Ainsi, une fois sa scolarité générale terminée, probablement entre 1911 et 1912, plutôt que de rester à Istanbul, Iliadis choisit de voyager à la recherche d’une formation artistique dans la capitale bavaroise, Munich. Elle sait peut-être alors que les diplômés talentueux de l’Académie grecque des Beaux-Arts d’Athènes, fondée dans les années 1840 par le roi Othon, étudient à l’Académie des Beaux-Arts de Munich avec une subvention de l’État19. Le célèbre peintre Nikolaos Gyzis fait partie de la première génération d’artistes grecs poursuivant leurs études à Munich dans les années 1860 ; il devient plus tard le directeur de l’Académie des Beaux-Arts de Munich et est connu comme le premier peintre de l’art grec de « l’école de Munich »20. Décrit comme la

« prééminente Kunststadt » (ville d’art), Munich est alors un centre majeur pour la formation artistique et les collections muséales21. Bien que l’Académie de Munich elle-même ne soit pas une option pour les femmes jusqu’en 192022 ; comparée à Istanbul, la capitale bavaroise est plus favorable aux femmes artistes à leur début (fig. 1). Beaucoup d’artistes ambitieux et professionnels sont attirés, d’après le peintre anglais contemporain Charlotte Weeks « comme par magnétisme par Munich, tous s’accordant à dire qu’ils trouvent en ce lieu leurs divers besoins satisfaits bien plus qu’à [Paris, Berlin, Düsseldorf, Dresde, Budapest ou Florence] »23. À Munich également, il est « une chose commune pour une dame de vivre seule dans un logement [...] dans le but de compléter sa formation en peinture ou en musique »24.

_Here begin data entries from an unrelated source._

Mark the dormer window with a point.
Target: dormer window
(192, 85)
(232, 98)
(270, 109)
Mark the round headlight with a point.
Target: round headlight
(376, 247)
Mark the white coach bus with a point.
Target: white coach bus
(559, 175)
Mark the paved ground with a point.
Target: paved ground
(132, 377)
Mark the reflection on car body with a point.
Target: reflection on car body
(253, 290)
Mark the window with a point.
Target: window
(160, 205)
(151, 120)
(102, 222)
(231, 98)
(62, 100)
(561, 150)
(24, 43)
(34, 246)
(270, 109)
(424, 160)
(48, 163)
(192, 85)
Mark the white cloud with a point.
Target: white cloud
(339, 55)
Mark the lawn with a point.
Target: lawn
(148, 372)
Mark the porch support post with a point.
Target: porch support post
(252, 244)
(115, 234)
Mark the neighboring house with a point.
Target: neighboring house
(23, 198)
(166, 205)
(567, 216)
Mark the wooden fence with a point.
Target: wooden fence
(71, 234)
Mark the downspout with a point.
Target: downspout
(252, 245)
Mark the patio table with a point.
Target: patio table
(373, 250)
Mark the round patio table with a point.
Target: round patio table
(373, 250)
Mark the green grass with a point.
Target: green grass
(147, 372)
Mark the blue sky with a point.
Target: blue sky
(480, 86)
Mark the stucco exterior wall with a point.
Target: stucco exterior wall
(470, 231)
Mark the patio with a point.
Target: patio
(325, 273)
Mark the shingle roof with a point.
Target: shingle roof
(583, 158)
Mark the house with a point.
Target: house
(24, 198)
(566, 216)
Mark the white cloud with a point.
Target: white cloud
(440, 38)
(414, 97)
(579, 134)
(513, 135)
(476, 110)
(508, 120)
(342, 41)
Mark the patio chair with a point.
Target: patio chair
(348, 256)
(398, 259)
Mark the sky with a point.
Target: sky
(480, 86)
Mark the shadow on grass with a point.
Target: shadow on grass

En outre, plusieurs artistes allemands sont connus pour encourager et soutenir activement les femmes artistes en herbe.

L’école de l’Association des femmes, dont Moritz Heymann est le directeur du cours de lithographie25, est une institution phare pour l’enseignement des arts aux femmes.

19 Christou 1981.

20 Danos 2015 : 11-22.

21 Klahr 2011.

22 Voir Lenman 1982 : 3-33.

23 Weeks 1881 : 344.

24 Ibid.

25 Singer 2003 : 168.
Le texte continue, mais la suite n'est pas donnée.